A gang of yobs who wreaked havoc with a bag of onions in North Harrow were just moments from showering a baby in shards of glass.
The mindless teens pelted the vegetables at homes in Wood-lands, at 8pm on Friday, leaving three families with smashed windows.
One family targeted by the group were Ian and Julia Elmer, who had settled down in the living room having put nine-month-old Martha to bed, when an onion came hurtling through the pane of glass in their front door.
And while the crash only left the tot's pushchair showered in glass, had they struck earlier the consequences could have been tragic.
Mr Elmer, 38, said: "It was quite a shock when it happened because the amount of noise it caused was incredible.
"It actually sounded a bit like an explosion, so it was a surprise to walk through and see an onion in the hallway.
"Thankfully we had put the baby to bed.

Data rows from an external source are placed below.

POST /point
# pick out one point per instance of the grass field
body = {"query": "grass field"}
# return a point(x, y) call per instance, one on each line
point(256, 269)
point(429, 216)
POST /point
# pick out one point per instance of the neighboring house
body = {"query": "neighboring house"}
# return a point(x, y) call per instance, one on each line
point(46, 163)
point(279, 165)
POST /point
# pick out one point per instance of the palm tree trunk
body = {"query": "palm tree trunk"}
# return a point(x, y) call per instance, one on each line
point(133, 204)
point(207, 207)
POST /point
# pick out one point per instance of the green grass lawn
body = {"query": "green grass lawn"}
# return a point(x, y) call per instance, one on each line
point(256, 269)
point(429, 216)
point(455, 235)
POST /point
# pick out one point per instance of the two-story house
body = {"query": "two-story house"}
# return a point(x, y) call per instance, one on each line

The panel shattered all over her pushchair and we spent quite a bit of time making sure we had cleared up all the little bits of glass.
"It just seems like a pointless and ridiculous thing to do and there was no way of knowing what kind of damage it might have done."
Although the cost of the double-glazed pane will be covered by the couple's insurance, they have been left with a boarded up a window and a draft to put up with in the current severe weather conditions.
He added: "Fortunately the cost of the new window will be covered because we have a crime reference number but we could have done without the hassle of having to sort getting a new window.
"It's just a shame because in the two-and-a-half years I have lived here I have never had any problems like this."
It is believed that the thugs had stolen the onions minutes earlier from a nearby supermarket and although the police were on the scene shortly afterwards no arrests were made.